Prayer is the heart of the life of the Community of Sant'Egidio and is its absolute priority. At the end of the day, every the Community of Sant'Egidio, large or small, gathers around the Lord to listen to his Word. The Word of God and the prayer are, in fact, the very basis of the whole life of the Community. The disciples cannot do other than remain at the feet of Jesus, as did Mary of Bethany, to receive his love and learn his ways (Phil. 2:5).
So every evening, when the Community returns to the feet of the Lord, it repeats the words of the anonymous disciple: " Lord, teach us how to pray". Jesus, Master of prayer, continues to answer: "When you pray, say: Abba, Father". It is not a simple exhortation, it is much more. With these words Jesus lets the disciples participate in his own relationship with the Father. Therefore in prayer, the fact of being children of the Father who is in heaven, comes before the words we may say. So praying is above all a way of being! That is to say we are children who turn with faith to the Father, certain that they will be heard.
Jesus teaches us to call God "Our Father". And not simply "Father" or "My Father". Disciples, even when they pray on their own, are never isolated nor they are orphans; they are always members of the Lord's family.
In praying together, beside the mystery of being children of God, there is also the mystery of brotherhood, as the Father of the Church said: "You cannot have God as father without having the church as mother". When praying together, the Holy Spirit assembles the disciples in the upper room together with Mary, the Lord's mother, so that they may direct their gaze towards the Lord's face and learn from Him the secret of his Heart.

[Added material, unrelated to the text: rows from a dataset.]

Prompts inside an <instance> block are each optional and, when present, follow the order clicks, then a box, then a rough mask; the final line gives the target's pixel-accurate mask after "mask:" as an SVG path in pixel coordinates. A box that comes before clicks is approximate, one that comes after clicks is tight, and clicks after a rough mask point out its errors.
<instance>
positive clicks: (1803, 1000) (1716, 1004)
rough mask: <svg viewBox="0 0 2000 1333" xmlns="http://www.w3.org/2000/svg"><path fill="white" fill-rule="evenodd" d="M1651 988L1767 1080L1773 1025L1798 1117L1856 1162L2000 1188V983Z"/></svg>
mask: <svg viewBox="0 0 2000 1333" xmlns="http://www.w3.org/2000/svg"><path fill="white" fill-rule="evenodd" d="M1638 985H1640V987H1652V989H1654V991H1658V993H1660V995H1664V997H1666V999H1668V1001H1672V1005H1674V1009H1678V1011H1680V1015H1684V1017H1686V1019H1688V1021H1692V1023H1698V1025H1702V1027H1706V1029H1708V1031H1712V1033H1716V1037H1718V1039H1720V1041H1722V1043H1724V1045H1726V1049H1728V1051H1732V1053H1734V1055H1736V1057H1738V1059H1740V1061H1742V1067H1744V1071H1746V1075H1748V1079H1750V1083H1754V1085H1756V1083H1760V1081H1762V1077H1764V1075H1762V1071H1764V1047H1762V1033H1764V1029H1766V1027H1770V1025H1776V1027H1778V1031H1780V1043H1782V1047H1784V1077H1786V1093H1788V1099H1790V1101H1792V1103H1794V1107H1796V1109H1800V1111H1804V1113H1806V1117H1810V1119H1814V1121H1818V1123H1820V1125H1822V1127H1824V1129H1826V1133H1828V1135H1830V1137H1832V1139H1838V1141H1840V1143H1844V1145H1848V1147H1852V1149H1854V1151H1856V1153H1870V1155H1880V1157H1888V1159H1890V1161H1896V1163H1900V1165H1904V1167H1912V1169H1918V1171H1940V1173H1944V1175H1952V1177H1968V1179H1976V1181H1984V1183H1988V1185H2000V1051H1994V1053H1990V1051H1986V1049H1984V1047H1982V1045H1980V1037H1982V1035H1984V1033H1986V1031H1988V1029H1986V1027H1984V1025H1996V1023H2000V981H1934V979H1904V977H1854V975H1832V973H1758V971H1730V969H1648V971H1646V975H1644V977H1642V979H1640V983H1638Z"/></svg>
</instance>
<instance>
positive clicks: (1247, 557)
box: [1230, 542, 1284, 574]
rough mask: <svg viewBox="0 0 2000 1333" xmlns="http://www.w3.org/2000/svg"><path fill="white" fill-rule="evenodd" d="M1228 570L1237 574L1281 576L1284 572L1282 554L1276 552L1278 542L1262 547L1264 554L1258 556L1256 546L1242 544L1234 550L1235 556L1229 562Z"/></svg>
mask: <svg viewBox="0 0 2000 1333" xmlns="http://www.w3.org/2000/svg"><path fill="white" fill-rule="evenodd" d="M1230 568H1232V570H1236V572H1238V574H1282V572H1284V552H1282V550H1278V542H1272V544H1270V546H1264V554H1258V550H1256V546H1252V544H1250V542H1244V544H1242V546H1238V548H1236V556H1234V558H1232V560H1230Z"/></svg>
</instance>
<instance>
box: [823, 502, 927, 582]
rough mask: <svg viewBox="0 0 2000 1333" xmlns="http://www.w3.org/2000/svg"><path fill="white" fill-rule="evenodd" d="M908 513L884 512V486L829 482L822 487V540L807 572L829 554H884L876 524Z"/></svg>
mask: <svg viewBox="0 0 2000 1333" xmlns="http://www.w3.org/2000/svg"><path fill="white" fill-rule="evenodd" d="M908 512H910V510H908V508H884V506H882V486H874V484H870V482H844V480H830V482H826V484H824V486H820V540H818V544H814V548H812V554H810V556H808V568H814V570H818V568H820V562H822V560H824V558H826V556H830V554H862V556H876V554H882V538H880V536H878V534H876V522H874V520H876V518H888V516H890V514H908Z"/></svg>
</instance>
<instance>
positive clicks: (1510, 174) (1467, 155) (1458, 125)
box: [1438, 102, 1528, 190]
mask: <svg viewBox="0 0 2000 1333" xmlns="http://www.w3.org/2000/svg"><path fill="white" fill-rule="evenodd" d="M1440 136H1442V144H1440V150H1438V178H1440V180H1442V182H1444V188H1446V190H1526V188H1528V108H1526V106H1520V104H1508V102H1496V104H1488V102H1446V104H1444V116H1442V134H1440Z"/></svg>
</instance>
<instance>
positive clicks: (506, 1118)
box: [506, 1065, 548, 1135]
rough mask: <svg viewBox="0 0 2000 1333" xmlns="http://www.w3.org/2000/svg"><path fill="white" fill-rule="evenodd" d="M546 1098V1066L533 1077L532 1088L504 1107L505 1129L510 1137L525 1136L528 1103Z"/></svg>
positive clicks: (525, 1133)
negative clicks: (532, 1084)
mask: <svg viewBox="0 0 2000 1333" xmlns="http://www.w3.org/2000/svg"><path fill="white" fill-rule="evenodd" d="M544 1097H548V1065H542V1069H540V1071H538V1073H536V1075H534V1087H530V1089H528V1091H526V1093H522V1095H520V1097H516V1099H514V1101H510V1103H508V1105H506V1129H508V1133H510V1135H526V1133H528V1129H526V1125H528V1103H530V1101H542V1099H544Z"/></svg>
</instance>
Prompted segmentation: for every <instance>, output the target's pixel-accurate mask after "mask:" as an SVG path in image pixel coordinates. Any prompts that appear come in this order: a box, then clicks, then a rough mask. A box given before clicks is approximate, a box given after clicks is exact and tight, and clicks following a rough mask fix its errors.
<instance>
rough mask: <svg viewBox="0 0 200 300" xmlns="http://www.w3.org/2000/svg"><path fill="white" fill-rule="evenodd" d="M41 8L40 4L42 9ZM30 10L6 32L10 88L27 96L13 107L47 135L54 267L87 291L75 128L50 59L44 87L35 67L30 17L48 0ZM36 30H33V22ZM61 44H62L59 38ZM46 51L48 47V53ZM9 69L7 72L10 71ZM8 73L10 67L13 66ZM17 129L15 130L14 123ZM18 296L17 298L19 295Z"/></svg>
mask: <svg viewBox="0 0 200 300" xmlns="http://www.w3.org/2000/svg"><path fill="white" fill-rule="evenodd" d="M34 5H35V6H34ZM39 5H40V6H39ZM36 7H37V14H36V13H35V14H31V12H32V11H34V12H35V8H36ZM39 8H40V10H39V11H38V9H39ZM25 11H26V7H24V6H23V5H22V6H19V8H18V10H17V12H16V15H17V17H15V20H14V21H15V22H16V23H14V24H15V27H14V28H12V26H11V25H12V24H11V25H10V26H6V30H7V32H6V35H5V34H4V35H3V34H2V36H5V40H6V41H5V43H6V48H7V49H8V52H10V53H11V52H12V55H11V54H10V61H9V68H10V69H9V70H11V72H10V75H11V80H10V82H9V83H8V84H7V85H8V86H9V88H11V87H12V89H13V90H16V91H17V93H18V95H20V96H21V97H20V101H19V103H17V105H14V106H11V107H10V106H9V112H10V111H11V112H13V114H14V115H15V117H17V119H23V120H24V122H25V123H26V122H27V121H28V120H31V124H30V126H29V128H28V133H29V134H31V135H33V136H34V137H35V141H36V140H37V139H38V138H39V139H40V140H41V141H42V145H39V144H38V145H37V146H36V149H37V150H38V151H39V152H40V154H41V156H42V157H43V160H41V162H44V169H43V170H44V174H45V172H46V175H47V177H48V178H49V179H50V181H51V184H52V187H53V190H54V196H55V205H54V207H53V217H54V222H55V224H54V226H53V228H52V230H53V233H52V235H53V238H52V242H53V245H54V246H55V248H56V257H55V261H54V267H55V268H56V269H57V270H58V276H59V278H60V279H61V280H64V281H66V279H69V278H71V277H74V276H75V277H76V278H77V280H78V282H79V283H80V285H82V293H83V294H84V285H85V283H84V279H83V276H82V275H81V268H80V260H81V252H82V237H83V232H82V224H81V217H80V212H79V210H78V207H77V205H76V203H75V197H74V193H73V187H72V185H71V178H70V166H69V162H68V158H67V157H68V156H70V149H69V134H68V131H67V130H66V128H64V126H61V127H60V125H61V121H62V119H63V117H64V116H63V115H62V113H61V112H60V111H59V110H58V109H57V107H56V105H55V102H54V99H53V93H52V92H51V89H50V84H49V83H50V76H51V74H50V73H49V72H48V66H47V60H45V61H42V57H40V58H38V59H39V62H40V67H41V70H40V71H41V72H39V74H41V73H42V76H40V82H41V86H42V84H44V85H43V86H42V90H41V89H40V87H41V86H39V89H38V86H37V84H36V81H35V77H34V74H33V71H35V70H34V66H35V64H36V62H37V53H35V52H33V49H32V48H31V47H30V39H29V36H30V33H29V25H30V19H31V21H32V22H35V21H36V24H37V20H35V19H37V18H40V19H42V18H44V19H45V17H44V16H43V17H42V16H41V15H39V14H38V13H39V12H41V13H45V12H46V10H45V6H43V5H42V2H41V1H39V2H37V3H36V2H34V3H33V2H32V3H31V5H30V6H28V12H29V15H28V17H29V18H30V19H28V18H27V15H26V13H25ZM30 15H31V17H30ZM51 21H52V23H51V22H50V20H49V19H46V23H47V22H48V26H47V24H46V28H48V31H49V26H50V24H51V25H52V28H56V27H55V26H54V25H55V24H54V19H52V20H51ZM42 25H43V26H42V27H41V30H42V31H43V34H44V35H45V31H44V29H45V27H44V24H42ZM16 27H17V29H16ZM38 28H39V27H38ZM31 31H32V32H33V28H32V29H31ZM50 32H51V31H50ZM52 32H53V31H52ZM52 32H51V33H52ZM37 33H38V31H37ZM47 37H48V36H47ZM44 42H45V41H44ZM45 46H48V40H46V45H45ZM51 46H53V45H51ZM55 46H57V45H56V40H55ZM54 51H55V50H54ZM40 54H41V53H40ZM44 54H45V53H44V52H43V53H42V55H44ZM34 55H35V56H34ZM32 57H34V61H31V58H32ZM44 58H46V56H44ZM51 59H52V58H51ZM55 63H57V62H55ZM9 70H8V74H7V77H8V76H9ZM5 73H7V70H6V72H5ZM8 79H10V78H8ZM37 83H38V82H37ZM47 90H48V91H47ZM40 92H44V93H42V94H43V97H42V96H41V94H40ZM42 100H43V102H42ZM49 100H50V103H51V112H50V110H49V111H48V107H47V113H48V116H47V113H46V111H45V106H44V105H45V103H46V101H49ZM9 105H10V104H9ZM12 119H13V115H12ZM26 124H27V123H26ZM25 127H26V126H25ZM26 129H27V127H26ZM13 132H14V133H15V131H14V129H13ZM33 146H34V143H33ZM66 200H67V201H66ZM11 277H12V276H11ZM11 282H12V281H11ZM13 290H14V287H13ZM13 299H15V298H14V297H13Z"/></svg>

 The Communities of Sant'Egidio all over the world gather in the various places of prayer and lay before the Lord the hopes and the sufferings of the tired, exhausted crowds of which the Gospel speaks ( Mat. 9: 3-7 ), In these ancient crowds we can see the huge masses of the modern cities, the millions of refugees who continue to flee their countries, the poor, relegated to the very fringe of life and all those who are waiting for someone to take care of them. Praying together includes the cry, the invocation, the aspiration, the desire for peace, the healing and salvation of the men and women of this world. Prayer is never in vain; it rises ceaselessly to the Lord so that anguish is turned into hope, tears into joy, despair into happiness, and solitude into communion. May the Kingdom of God come soon among people!